Pantone: a trend-setting institution

The first alternative to the main models is proposed by Pantone, which describes its objective in the following way: to provide a “universal language of colour that enables colour-critical decisions for brands and manufacturers.” The company in question, founded in 1962, offers catalogues with its own selection of hues that can be obtained from predetermined inks identified in the document. These “ingredients” are provided by the company in order to achieve the exact result. In this way, it generates its own palette, expanding the already widespread range of basic colours.  

Each tone is identified by a number and abbreviations that refer to the material being applied, a coding which makes it possible to recreate each colour on the different surfaces on the market as exactly as possible. These categories are structured as follows: Matt finish (M), coated paper (C and CP, “Coated”), coated paper based on the European standard (EC, “Euro Coated”), uncoated paper (U and UP, “Uncoated”), textiles (TC and TCX, “Textile Colour eXtended”), textile finish (TPX, “Textile Paper eXtended”), opaque plastics (Q, “opaQue”) and transparent plastics (T, “Transparent”).  

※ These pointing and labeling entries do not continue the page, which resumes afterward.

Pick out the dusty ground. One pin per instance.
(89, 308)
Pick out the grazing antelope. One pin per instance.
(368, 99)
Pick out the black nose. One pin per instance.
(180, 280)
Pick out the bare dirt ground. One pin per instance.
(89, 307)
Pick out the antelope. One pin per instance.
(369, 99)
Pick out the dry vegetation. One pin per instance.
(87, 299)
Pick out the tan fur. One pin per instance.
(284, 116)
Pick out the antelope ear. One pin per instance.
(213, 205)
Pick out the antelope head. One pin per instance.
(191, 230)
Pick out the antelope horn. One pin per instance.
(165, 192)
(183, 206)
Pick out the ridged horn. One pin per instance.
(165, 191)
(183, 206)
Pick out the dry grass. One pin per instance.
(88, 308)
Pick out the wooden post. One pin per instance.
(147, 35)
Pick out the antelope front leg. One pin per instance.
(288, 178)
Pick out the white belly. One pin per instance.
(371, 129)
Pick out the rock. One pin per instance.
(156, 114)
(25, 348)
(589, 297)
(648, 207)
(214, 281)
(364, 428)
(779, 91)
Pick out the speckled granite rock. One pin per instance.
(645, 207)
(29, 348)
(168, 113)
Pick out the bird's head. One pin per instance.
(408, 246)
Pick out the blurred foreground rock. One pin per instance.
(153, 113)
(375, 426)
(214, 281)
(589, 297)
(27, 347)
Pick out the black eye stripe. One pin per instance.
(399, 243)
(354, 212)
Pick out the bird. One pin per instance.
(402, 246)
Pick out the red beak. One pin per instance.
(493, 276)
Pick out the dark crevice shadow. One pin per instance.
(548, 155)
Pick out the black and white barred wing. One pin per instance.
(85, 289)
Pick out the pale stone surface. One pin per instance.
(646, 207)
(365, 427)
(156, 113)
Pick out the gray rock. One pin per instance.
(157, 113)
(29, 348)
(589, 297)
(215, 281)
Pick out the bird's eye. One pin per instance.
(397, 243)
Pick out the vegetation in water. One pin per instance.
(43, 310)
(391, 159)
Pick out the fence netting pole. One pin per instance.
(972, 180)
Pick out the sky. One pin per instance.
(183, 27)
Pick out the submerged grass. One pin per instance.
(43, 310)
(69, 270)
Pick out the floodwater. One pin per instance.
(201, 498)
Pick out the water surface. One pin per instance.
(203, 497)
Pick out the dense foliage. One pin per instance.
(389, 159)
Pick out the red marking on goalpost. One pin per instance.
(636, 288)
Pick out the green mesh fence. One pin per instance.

Over time, and thanks to the relevance it has attained, Pantone has become a veritable colour institution. Every year since 2000, it has established the trending colour for the coming twelve months, as well as suitable combinations, delivering ideas to creative professionals. It has even entered areas outside the graphic arts: the company’s influence has spread to fashion, home and textile decoration, architecture and interior design, accessories or web design. 

While the options generated by colour models are practically infinite, “it standardises” new variations. Indeed, it has already surpassed the number of 1,867 patented colours in graphic printing alone.  


HKS: German manufacturers as the colour alternative

Germany is home to another one of the world-renowned organisations that have promoted their own colour chart, created through the merge of three colour manufacturers from this country: Hostmann-Steinberg Druckfarben, Kast & Ehinger Druckfarben and H. Schmincke & Co. This synergy gave rise to  HKS, the abbreviation of their three names.  


As also occurs with Pantone, the hues “standardised” by this brand can be used in all types of printed publications to reproduce them in the projects devised by designers from all over the world. Indeed, HKS offers more colour variations, despite the fact that it is less well-known internationally. The palettes of both institutions share the fact that they have certain specific hues in their ranges that cannot be recreated with the CMYK system.  


The HKS catalogue is comprised of 120 plain colours and 3520 specific hues for coated and uncoated papers, meaning that it can also deliver distinctive finishes depending on the characteristics of the substrate being used. This German system is based on ISO 12647:2 and the standards established by FOGRA, meaning that it is guaranteed that they can be printed without any issues whatsoever in offset and using digital printing technologies.  


HKS also has different guidelines available depending on the type of material being printed: HKS K for coated paper, HKS N for natural paper, HKS Z for newspapers and HKS E, focusing on continuous paper. Each one of the colours is properly identified with the corresponding letter according to the catalogue and a digit, making the system very clear and simple.